Last month in Populating a dataset from Wikidata I talked about pulling data out of Wikidata and using it to create triples, and I hinted about the possibility of updating Wikidata data directly. The SPARQL fun of this is to then perform queries against Wikidata and to see your data edits reflected within a few minutes. I was pleasantly surprised at how quickly edits showed up in query results, so I thought I would demo it with a little video.

I had hoped that a video of a single unbroken shot could show me edit some data and then query for it and see the edits reflected. As it turned out, it wasn’t updated in the back end database quickly enough for that, so you don’t see the edit reflected in the query I made right after performing the edit in the video.
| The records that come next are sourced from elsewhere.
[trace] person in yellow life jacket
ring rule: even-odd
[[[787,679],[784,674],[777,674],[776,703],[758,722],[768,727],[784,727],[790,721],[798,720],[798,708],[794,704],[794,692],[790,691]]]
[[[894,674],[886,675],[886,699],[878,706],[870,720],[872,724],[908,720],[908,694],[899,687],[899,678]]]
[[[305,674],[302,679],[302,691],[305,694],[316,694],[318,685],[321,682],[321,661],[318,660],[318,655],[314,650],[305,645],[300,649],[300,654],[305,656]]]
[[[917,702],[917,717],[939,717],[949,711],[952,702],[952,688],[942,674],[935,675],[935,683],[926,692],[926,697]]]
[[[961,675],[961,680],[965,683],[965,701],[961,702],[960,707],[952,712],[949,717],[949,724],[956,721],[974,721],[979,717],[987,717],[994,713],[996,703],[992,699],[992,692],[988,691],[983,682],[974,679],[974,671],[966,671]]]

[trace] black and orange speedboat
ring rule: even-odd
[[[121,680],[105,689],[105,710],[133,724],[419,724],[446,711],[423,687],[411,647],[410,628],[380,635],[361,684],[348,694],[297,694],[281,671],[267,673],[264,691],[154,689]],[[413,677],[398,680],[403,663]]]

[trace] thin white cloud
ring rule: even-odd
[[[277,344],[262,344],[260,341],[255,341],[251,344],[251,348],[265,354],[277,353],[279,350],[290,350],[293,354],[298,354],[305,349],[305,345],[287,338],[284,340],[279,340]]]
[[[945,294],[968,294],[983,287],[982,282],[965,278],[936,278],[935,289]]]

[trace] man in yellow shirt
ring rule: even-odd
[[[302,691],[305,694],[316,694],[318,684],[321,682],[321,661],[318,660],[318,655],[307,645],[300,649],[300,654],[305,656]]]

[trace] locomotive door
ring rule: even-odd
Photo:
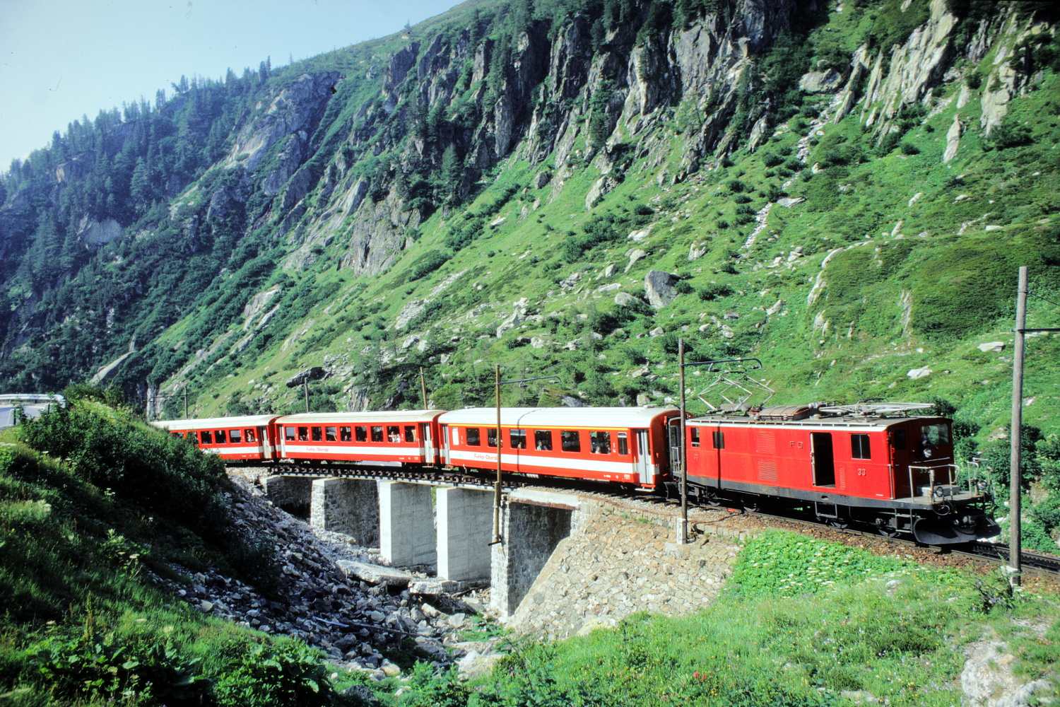
[[[835,457],[831,432],[810,432],[810,459],[813,464],[813,485],[835,487]]]
[[[456,442],[457,442],[457,437],[456,437],[457,432],[456,432],[456,429],[457,429],[456,427],[453,428],[453,443],[454,444],[456,444]],[[439,445],[442,447],[441,448],[441,452],[442,452],[442,463],[443,464],[448,464],[449,463],[449,437],[448,437],[449,426],[448,425],[442,425],[441,426],[441,430],[442,430],[441,431],[442,439],[439,440]]]
[[[654,464],[651,463],[651,447],[648,444],[648,430],[634,429],[637,435],[637,455],[634,457],[634,469],[641,483],[652,482]]]

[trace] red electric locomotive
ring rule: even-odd
[[[278,459],[436,465],[442,410],[306,412],[276,418]]]
[[[242,462],[267,462],[275,459],[275,414],[207,420],[161,420],[156,427],[171,435],[187,437],[208,454]]]
[[[784,501],[833,525],[856,520],[931,545],[999,532],[987,484],[960,478],[950,421],[924,404],[771,406],[686,423],[690,494]]]
[[[504,472],[661,488],[670,474],[666,425],[676,408],[501,408]],[[497,467],[497,411],[467,408],[439,418],[443,461]]]

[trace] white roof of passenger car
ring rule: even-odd
[[[660,416],[672,417],[677,413],[675,407],[502,407],[500,424],[506,427],[567,429],[649,427]],[[497,408],[454,410],[443,414],[438,422],[443,425],[496,425]]]
[[[236,418],[206,418],[204,420],[156,420],[156,427],[170,430],[228,429],[230,427],[262,427],[270,424],[278,416],[248,414]]]
[[[341,422],[430,422],[444,410],[377,410],[375,412],[300,412],[277,420],[281,425],[338,424]]]

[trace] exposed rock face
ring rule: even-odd
[[[644,276],[644,294],[648,296],[648,303],[656,310],[661,310],[677,298],[677,291],[673,286],[677,283],[677,276],[664,270],[649,270]]]
[[[104,218],[102,222],[90,220],[88,216],[81,219],[77,225],[77,237],[85,241],[87,246],[103,246],[122,234],[122,225],[113,218]]]

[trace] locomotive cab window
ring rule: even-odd
[[[922,446],[935,446],[950,443],[950,425],[924,425],[920,428]]]
[[[868,435],[850,436],[850,458],[851,459],[872,458],[872,455],[869,453],[868,448]]]
[[[551,452],[552,430],[551,429],[533,430],[533,448],[540,452]]]
[[[890,434],[890,446],[895,449],[904,449],[908,443],[905,441],[905,430],[896,429]]]
[[[560,432],[560,441],[564,452],[581,452],[582,441],[577,429],[564,429]]]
As you’ll see in the screenshot below, the new data did show up about four minutes later.

Here is my four-minute video that would have been about seven minutes if, after editing data and trying immediately to query Wikidata’s SPARQL endpoint for the new data, I had kept recording and kept querying until I saw the edit reflected in the query result.

(One quick apology: not minding my Ps and Qs, I said “pname” at 1:01 when I meant to say qname, and even that wasn’t quite right; I was just talking about the URI’s local name, which would need a prefix to be a proper qname.)

As you see in the video, I queried for Keith Richards’ roles in the Rolling Stones, used the web interface to add “songwriter” as an additional role, and queried right away to see if this value showed up. It didn’t, and the date command showed that I was checking this at 11:09:52.

After I finished recording the video I created a shell script called with the curl command that sent the kr.rq SPARQL query to Wikidata’s endpoint and a date command to show when this happened. Once I saw that this two-line script worked, I added two more lines to make it a perpetual loop so that I could watch it and see what time “songwriter” showed up as one of Keith’s roles. As soon as I started up the looping version for the first time (11:13, as you can see below) it turned out that I didn’t need the loop: the available data was apparently updated just as I made that last edit to the script.

Here is the query if you’d like to try it yourself:

# following two lines should be executed as one if you use curl for this:
# curl --data-urlencode "query@kr.rq" -H "Accept: text/tab-separated-values"  

SELECT ?roleName WHERE {
wd:Q189599 p:P361 ?roleStatement .                # Keith Richards has-role
      ?roleStatement rdf:type wikibase:BestRank ; # The best role statement!
                     pq:P2868 ?role .             # subject-has-role ?role.
      ?role rdfs:label ?roleName . 
      FILTER ( lang(?roleName) = "en" )

I’m sure that sometimes it will take longer than four minutes and sometimes it may be quicker, but that’s not a lot of time to wait, and it was fun seeing how my edit to this wonderful growing database was available to a SPARQL query sent to the database’s endpoint just a few minutes later.